Now we're having an issue because now, another friend's parents told him they'd buy him a DS because he said he didn't have one, their kid does, and they want to be able to play a game together.

It just makes me worry that the kid might gain some self entitlement. Maybe make him think that its normal to just get what you want when you want it and have it handed to you. Just because you want it, doesn't mean you should or can have it. Not to sound mean, but we have a lot of spoiled brats in this area, and a lot of the parents are pushovers who will spend every dime on their kid just to make them happy and shut up.
 
Ok, see..... this is what I'd deem strange. Like you said, he has the necessities and he's even being provided the extras. It's not like he's being denied. Now, if he had none or what not, that would be an entirely different issue all together. Also, as you said, the relationship between the parents of both parties is neutral. That definitely plays a role and the fact that no discussions were made either is quite strange in my book especially when one can see he is being provided for and given things. I can see how that wouldn't sit well. It wouldn't for me either. That, to me, comes off in rather poor taste on the side of the friend's parents. And I also find it weird that they are broaching into the territory of frivolity with the DS. That is just ridiculous and stepping out of line even more so than they already have.
 
Yeah, my mom doesn't see a problem. My dad has a problem though, and I kind of side with my dad, but it really does seem like a 50/50 thing. On paper its a really nice thing, but at the same time, there's boundaries one has to respect with a kid and also the other reasons for telling a kid no and not giving the kid what they want. You don't want to end up with a spoiled brat.
 
To be honest, they shouldn't be buying him all these things. Little things like maybe a toy? I wouldn't be super worried about but to me that says they think I'm not doing enough for my kid and feel a need to do more for them just because I'm not "giving them enough."

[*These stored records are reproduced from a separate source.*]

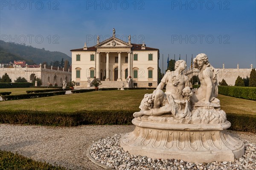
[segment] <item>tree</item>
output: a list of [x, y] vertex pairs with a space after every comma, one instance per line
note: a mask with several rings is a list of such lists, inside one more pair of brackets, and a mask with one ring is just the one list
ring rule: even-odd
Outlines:
[[39, 78], [37, 78], [36, 79], [34, 79], [34, 80], [33, 80], [32, 82], [33, 84], [34, 84], [34, 85], [35, 85], [36, 81], [38, 81], [38, 86], [41, 86], [43, 84], [41, 79], [39, 79]]
[[174, 71], [175, 62], [175, 60], [171, 59], [171, 60], [169, 61], [169, 67], [167, 68], [166, 70], [166, 72], [167, 71], [167, 70], [169, 70], [171, 71]]
[[220, 82], [219, 82], [219, 85], [227, 85], [227, 82], [226, 82], [226, 80], [225, 80], [224, 79], [222, 79], [222, 80]]
[[3, 75], [2, 79], [1, 79], [1, 82], [12, 82], [12, 79], [10, 78], [8, 74], [6, 73]]
[[69, 62], [67, 60], [65, 60], [65, 64], [64, 65], [64, 71], [68, 71], [68, 68], [69, 67]]
[[28, 81], [24, 77], [19, 77], [17, 78], [16, 80], [14, 80], [15, 82], [28, 82]]
[[250, 80], [250, 79], [249, 77], [248, 77], [248, 76], [246, 76], [246, 78], [243, 78], [243, 80], [244, 80], [245, 87], [249, 86], [249, 81]]
[[235, 83], [235, 86], [244, 86], [244, 82], [242, 77], [238, 76]]
[[255, 68], [252, 70], [250, 74], [249, 79], [249, 86], [250, 87], [256, 87], [256, 71], [255, 71]]
[[199, 81], [198, 84], [199, 85], [201, 84], [201, 83], [200, 83], [200, 80], [199, 80], [199, 79], [198, 78], [198, 76], [196, 76], [196, 75], [194, 75], [194, 76], [193, 76], [192, 78], [191, 79], [190, 79], [190, 83], [191, 83], [191, 84], [192, 84], [192, 85], [195, 85], [195, 83], [198, 82], [198, 80]]

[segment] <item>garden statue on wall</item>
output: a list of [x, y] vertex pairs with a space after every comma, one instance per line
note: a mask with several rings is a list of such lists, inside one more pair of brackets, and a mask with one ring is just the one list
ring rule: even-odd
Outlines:
[[233, 161], [244, 154], [243, 142], [227, 132], [231, 124], [217, 98], [218, 70], [204, 54], [193, 61], [201, 87], [191, 90], [183, 73], [186, 63], [177, 61], [175, 71], [166, 72], [156, 90], [144, 95], [140, 111], [134, 113], [135, 129], [120, 140], [125, 151], [194, 162]]

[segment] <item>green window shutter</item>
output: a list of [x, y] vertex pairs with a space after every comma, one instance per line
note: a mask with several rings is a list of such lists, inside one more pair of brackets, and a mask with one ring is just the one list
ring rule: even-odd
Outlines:
[[76, 55], [76, 61], [80, 61], [80, 55], [79, 54], [77, 54]]
[[153, 78], [153, 70], [148, 70], [148, 78]]
[[90, 71], [90, 78], [94, 77], [94, 71], [91, 70]]
[[80, 70], [76, 71], [76, 78], [80, 78]]
[[91, 54], [90, 57], [90, 60], [94, 61], [94, 54]]
[[138, 78], [138, 71], [137, 70], [134, 70], [134, 78]]
[[138, 54], [134, 54], [134, 60], [138, 60]]
[[153, 54], [148, 54], [148, 60], [153, 60]]

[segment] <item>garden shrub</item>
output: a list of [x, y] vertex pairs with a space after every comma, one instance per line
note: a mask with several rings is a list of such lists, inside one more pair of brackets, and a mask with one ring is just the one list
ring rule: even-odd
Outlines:
[[256, 88], [239, 86], [218, 86], [218, 94], [239, 98], [256, 100]]
[[0, 83], [0, 88], [26, 88], [33, 85], [31, 82], [1, 82]]
[[[79, 110], [73, 112], [2, 110], [0, 123], [74, 126], [83, 125], [131, 125], [137, 110]], [[256, 115], [227, 113], [229, 130], [256, 133]]]
[[65, 94], [65, 91], [56, 91], [52, 93], [31, 93], [30, 94], [16, 94], [2, 96], [4, 100], [18, 100], [24, 99], [32, 99], [38, 97], [47, 97]]

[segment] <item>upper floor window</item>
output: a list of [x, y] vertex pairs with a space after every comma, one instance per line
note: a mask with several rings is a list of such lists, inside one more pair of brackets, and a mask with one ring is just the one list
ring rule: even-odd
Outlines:
[[138, 60], [138, 54], [134, 54], [134, 61]]
[[148, 54], [148, 61], [153, 60], [153, 54]]
[[76, 61], [80, 61], [80, 54], [76, 54]]
[[94, 61], [94, 54], [90, 55], [90, 60]]

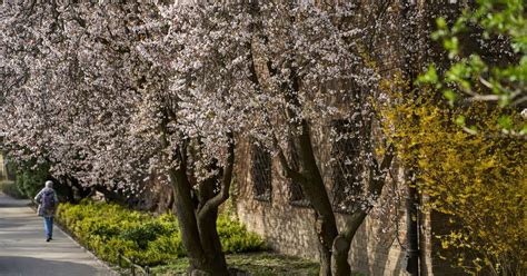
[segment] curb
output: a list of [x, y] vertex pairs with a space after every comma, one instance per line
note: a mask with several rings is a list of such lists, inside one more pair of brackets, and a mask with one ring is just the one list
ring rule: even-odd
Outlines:
[[[33, 201], [31, 201], [30, 204], [28, 204], [28, 207], [31, 208], [36, 214], [37, 214], [37, 207], [34, 205]], [[82, 246], [79, 241], [77, 241], [72, 236], [72, 234], [70, 234], [70, 231], [58, 220], [56, 219], [54, 220], [54, 226], [57, 226], [57, 228], [62, 231], [62, 234], [64, 234], [64, 236], [67, 236], [71, 241], [73, 241], [73, 244], [76, 244], [77, 246], [79, 246], [80, 248], [82, 248], [82, 250], [84, 250], [88, 255], [91, 256], [92, 259], [95, 259], [95, 262], [102, 266], [103, 268], [108, 269], [111, 274], [110, 275], [119, 275], [118, 272], [116, 272], [111, 266], [109, 266], [106, 262], [101, 260], [100, 258], [97, 257], [97, 255], [95, 255], [92, 252], [90, 252], [88, 248], [86, 248], [84, 246]]]

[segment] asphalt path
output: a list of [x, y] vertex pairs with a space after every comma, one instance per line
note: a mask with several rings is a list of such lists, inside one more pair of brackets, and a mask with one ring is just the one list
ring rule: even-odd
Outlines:
[[57, 226], [47, 243], [42, 218], [28, 204], [0, 193], [1, 276], [116, 275]]

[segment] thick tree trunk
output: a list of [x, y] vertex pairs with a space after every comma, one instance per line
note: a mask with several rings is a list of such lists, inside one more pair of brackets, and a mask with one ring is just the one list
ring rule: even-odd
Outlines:
[[[165, 136], [163, 147], [168, 146]], [[229, 147], [227, 167], [221, 177], [208, 179], [199, 185], [199, 204], [192, 198], [192, 187], [187, 176], [186, 145], [179, 149], [179, 168], [168, 170], [170, 184], [173, 187], [173, 205], [181, 230], [183, 246], [187, 249], [190, 266], [189, 275], [227, 276], [227, 262], [221, 250], [221, 244], [216, 227], [218, 206], [227, 200], [232, 177], [233, 141]], [[215, 193], [217, 184], [221, 190]]]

It's really not their decision to give my kid things just because of what they give theirs. It broaches trying to parent my own children.
 
My personal thought on it is that they should've asked your parents prior to just the giving..... I get the whole 'being nice' thing. And it's a wonderful thing for those who are in serious need. People like to give and feel good doing it. Just as people like to see their children get things and smile because of it. But....... thing is this. As a parent, we are ultimately the ones responsible and, in cases such as yours, where your brother isn't destitute and is able to get things and even things above and beyond on top of it, then really these people shouldn't be butting in. It might be different if the family was close to yours or something, but, as you yourself said, they are not. And the stranger part is that they didn't discuss this with your parents. If your brother was showing up dirty, blah blah and they got him nice clothes one, maybe two times (and that was it, left it at that), that might be one thing. But to go the extra mile with some of these other things is a bit strange. I would think that if they truly wanted to 'provide', they'd have made it a point to speak to your parents, get to know your family and other such things. Just my thought there. Otherwise it comes off rather weirdly to me. Perhaps it isn't, but I'd want to at least know and would inquire about it and if anyone got my kid such a lavish gift after doing all those other things....? Yeah, I'd be arching a brow.